After gushing about how much I enjoyed reading Romancing Mr. Bridgerton, I mentioned that I would not likely be reading my way through the series anytime soon. I promised to elaborate a bit, but as usual, I was easily distracted by all things Outlander and my Bridgerton reviews fell by the wayside. Now that I’m firmly ensconced in Gabaldon’s latest, I thought I would take a moment to work out some Bridgerton-related feelings with y’all.
Although I have a long history of unapologetically starting romance series squarely in the middle, I decided to make amends for starting with Romancing by picking up book 1, The Duke and I.
The set up is all kinds of right:
- Simon: A Duke with Daddy Issues
Cast aside by his father thanks to a childhood stutter, Simon has vowed to punish his father by never to marrying and ending the Basset link. He agrees to a faux-courtship with Daphne Bridgerton to help fend off unwanted marriage-minded mamas from ensnaring him in matrimony, but of course, Daphne’s gorgeous, and he’s smitten.
- Daphne: Stuck in the Friend Zone
All the dudes love Daphne, but mostly because she’s just one of the guys (despite being beautiful, of course…this is a romance novel after all). Simon is her solution to getting her own marriage-minded mom off her case, but of course, he’s as handsome as we wish all Dukes to be, and love soon follows.
As expected, Quinn’s writing is witty and well-paced, intimate but just removed enough to lend humor and perspective to Daphne and Simon’s romance. In general I find Quinn to be an empathetic novelist; she seems so well-attuned to human emotion and her characters as people that reading her books feels like reading a story about old friends. This is perhaps why I was so surprised and really, really, disappointed by a major event and plot point in The Duke and I. After chapters of Simon explicitly stating that he does not want to have children and will not be a father, readers are thrown into a sexual encounter where a determined Daphne essentially forces Simon into not-pulling-out in hopes that it will result in the pregnancy he wants above all else to avoid.
Had the roles been reversed in this scene it would have immediately been all kinds of NO to most female readers, I think (I hope). The lack of consent from a drunken partner was totally irresponsible and the whole situation just reinforced the long out-dated stereotype of the woman with a womb for a brain who Must. Make. Babies.

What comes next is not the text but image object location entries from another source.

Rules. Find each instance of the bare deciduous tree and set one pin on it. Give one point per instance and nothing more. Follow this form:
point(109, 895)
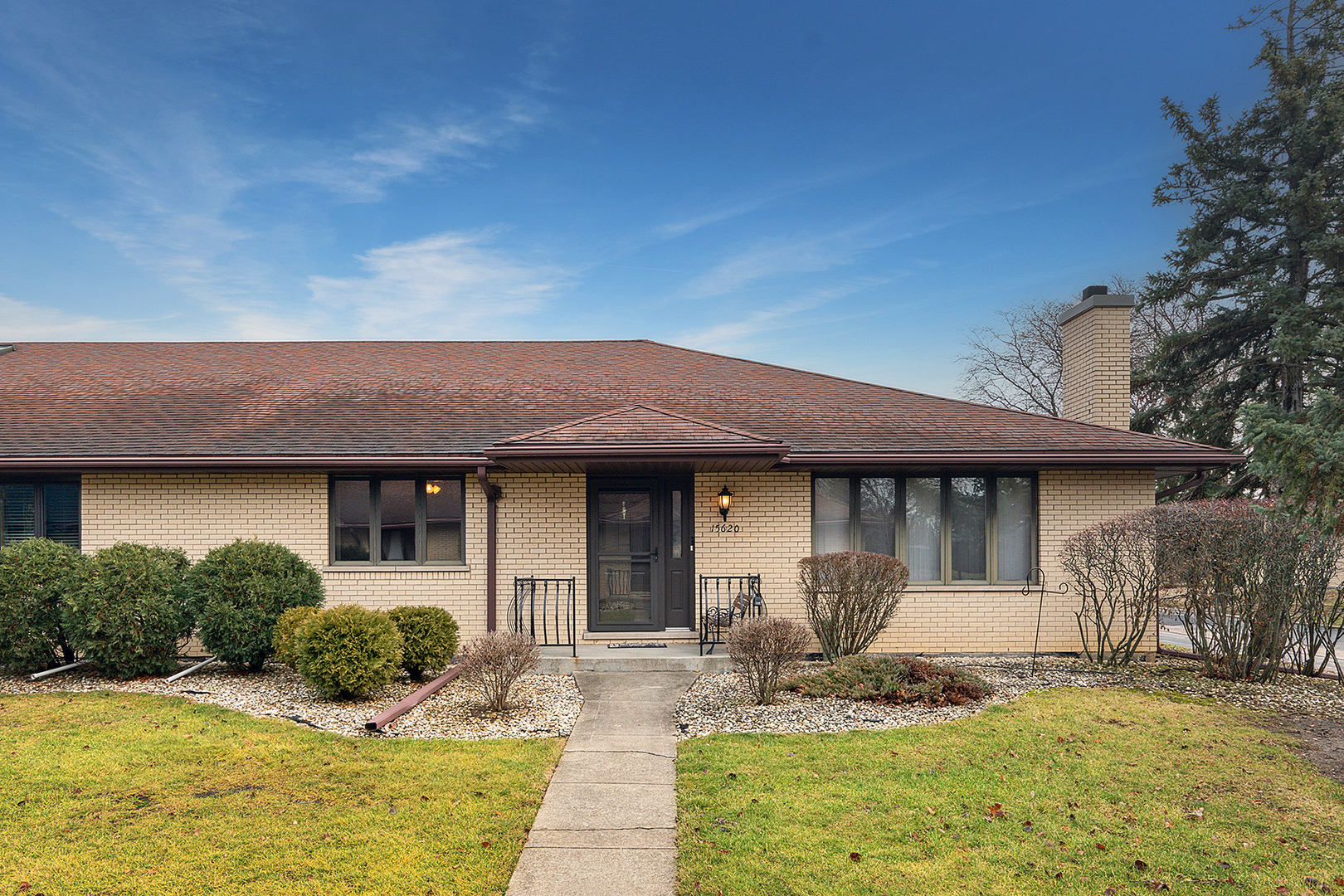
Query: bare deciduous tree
point(1019, 363)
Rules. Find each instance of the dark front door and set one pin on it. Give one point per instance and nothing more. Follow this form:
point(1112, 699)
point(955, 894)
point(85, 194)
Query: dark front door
point(640, 553)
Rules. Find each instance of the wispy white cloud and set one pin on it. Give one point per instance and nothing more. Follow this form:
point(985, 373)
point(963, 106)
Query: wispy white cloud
point(27, 323)
point(761, 199)
point(449, 285)
point(363, 168)
point(782, 257)
point(741, 334)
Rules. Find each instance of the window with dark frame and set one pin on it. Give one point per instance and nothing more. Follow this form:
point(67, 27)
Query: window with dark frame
point(397, 520)
point(39, 509)
point(947, 528)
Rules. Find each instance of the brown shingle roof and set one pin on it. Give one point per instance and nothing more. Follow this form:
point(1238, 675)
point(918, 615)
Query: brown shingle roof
point(71, 401)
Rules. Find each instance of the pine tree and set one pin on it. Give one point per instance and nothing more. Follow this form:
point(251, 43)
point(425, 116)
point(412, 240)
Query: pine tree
point(1264, 253)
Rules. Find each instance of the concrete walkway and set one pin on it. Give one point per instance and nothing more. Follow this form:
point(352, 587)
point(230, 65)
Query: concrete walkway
point(608, 822)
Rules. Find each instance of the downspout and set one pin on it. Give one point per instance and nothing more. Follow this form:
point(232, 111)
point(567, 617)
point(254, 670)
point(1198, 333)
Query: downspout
point(492, 496)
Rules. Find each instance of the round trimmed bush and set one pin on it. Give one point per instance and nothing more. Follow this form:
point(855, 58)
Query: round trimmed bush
point(429, 638)
point(285, 637)
point(238, 592)
point(35, 577)
point(129, 610)
point(348, 652)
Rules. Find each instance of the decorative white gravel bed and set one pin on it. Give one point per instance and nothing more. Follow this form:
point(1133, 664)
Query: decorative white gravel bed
point(546, 705)
point(721, 703)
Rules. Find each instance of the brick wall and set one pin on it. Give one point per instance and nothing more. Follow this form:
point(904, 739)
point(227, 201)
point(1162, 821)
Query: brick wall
point(771, 524)
point(1096, 383)
point(542, 533)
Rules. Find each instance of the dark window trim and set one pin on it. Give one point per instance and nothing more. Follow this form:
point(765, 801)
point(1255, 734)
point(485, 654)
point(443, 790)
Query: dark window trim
point(945, 512)
point(375, 519)
point(39, 509)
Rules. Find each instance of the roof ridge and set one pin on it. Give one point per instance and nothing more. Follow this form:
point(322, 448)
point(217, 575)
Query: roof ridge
point(626, 409)
point(940, 398)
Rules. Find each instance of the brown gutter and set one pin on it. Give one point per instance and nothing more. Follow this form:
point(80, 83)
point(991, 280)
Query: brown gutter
point(411, 700)
point(1194, 460)
point(665, 449)
point(242, 462)
point(492, 497)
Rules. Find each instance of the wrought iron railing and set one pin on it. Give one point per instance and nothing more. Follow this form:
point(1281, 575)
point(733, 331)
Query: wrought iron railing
point(544, 610)
point(724, 599)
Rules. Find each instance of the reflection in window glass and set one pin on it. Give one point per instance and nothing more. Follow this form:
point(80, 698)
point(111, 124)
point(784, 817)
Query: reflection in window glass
point(969, 511)
point(398, 519)
point(923, 529)
point(878, 516)
point(1014, 514)
point(830, 505)
point(17, 504)
point(624, 522)
point(676, 524)
point(444, 520)
point(351, 514)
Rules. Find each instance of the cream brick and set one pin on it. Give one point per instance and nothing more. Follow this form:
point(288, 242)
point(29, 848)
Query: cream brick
point(542, 533)
point(1096, 363)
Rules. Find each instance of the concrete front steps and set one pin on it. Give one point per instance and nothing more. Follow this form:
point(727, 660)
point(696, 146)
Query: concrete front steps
point(597, 655)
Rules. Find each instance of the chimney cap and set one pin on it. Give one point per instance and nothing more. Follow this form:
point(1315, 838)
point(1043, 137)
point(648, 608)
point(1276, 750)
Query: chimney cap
point(1094, 299)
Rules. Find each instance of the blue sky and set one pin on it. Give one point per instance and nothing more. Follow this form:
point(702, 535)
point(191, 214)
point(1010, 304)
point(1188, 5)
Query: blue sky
point(845, 187)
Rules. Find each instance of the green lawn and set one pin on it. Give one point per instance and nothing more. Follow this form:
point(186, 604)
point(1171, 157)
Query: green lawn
point(1066, 791)
point(113, 793)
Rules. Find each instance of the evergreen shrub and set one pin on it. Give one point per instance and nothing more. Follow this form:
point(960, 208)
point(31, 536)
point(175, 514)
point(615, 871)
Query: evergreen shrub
point(129, 610)
point(348, 652)
point(850, 597)
point(285, 638)
point(494, 661)
point(240, 590)
point(429, 638)
point(765, 650)
point(35, 577)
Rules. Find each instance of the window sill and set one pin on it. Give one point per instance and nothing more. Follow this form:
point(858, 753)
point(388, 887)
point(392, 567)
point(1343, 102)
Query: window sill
point(971, 586)
point(397, 567)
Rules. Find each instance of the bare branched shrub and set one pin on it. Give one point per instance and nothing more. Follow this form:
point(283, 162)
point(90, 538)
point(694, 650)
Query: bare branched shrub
point(850, 598)
point(765, 650)
point(1316, 617)
point(494, 663)
point(1254, 586)
point(1116, 571)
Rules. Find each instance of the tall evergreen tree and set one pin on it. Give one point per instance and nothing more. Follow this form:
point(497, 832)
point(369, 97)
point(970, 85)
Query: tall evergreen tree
point(1264, 253)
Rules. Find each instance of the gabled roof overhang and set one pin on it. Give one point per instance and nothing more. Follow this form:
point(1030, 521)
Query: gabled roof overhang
point(639, 436)
point(227, 462)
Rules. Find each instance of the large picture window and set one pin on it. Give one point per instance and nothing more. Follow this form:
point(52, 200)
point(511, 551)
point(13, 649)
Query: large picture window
point(947, 528)
point(39, 511)
point(397, 520)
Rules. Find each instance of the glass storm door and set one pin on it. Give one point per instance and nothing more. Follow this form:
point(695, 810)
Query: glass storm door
point(639, 555)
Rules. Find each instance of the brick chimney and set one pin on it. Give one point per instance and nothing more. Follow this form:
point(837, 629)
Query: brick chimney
point(1096, 342)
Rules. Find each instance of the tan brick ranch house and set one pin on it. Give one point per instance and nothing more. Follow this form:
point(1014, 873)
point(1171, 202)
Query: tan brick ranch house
point(436, 473)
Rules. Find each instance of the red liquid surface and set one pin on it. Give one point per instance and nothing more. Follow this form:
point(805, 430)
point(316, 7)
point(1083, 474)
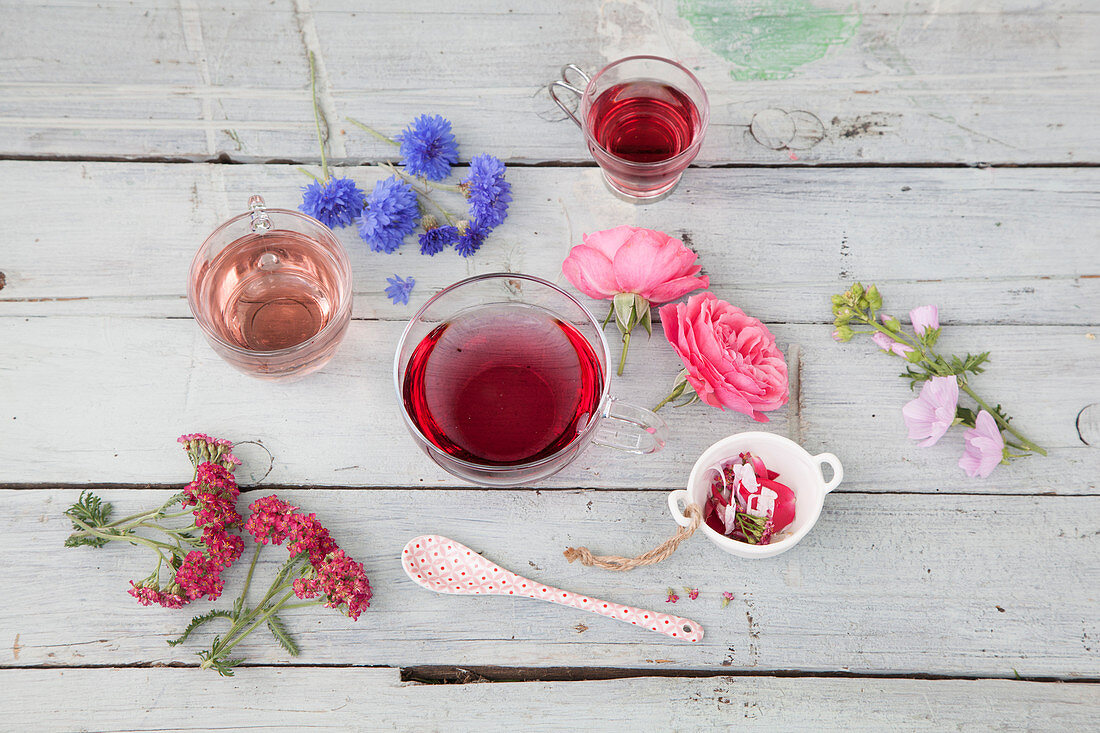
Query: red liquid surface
point(271, 292)
point(503, 385)
point(644, 121)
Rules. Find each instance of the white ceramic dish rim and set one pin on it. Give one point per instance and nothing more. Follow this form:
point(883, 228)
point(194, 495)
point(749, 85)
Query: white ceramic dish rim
point(722, 450)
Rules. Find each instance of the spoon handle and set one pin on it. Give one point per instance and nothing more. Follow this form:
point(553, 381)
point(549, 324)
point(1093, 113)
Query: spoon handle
point(678, 627)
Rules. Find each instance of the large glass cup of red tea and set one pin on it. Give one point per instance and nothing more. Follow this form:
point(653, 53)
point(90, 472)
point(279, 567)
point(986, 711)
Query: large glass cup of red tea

In some respects The Duke and I is a supremely successful novel. It’s so well written than I suspended disbelief long enough to believe that Daphne and Simon were real people whose actions caused me some real disgust and anger. I just can’t seem to get over the disgust. Their relationship is not a meeting of supportive equals who help one another through the kind of childhood emotional trauma that’s more than enough to warrant the assistance of a good therapist. Instead it’s a coupling of a woman who–once again as a nod to a sexist stereotype–thinks a baby will solve everything and is willing to take advantage of her drunk husband to make it happen.
With a 4.12 average rating on Goodreads, The Duke and I is clearly a favorite for many, but a quick scan of the reviews reveals that I’m not alone in being troubled by this particular turn of events in the novel.
Those of you who have read The Duke and I, were you as troubled by this scene as I was? Or did you have a different take on it?
Despite my problems with The Duke and I, I stubbornly remained in Bridgerton-land and picked up a copy of An Offer from a Gentleman from my local public library’s booksale dime cart. Again, Quinn’s characteristic charm in this Cinderella tale couldn’t quite win me over. As far as tropes go, Cinderella stories are by no means my least favorite, but I find them so dreadfully dull. It’s a weird conflict: I love a good spinster story because I love to cheer for the underdog, and aren’t all Cinderellas the ultimate underdogs?
No. No, they’re not.
Cinderellas are too good. They’re so sweet, so beautiful, so wronged and so immediately loveable that I just want to shut the book closed already. The stepmother’s going to lose, the stepsisters will get their well-deserved comeuppance, and Cinderella and her shining prince (or in this case, one Benedict Bridgerton) will live happily ever after. Snooze. Where’s the drama? The complexity?
I’ll admit to quitting this one about a quarter of a way through. Sophie (our poor, downtrodden heroine) just wasn’t doing it for me, and not even Benedict could keep me into it. Although I’ll likely go back and finish this one up within the next few months, I can’t promise to love it, which leaves me wondering:
What the hell is wrong with me? Why don’t I love the Bridgertons?!?
I still have an ebook hold at my local public library for The Viscount Who Loved Me. Perhaps that one will bring me back into the Bridgerton fold once again?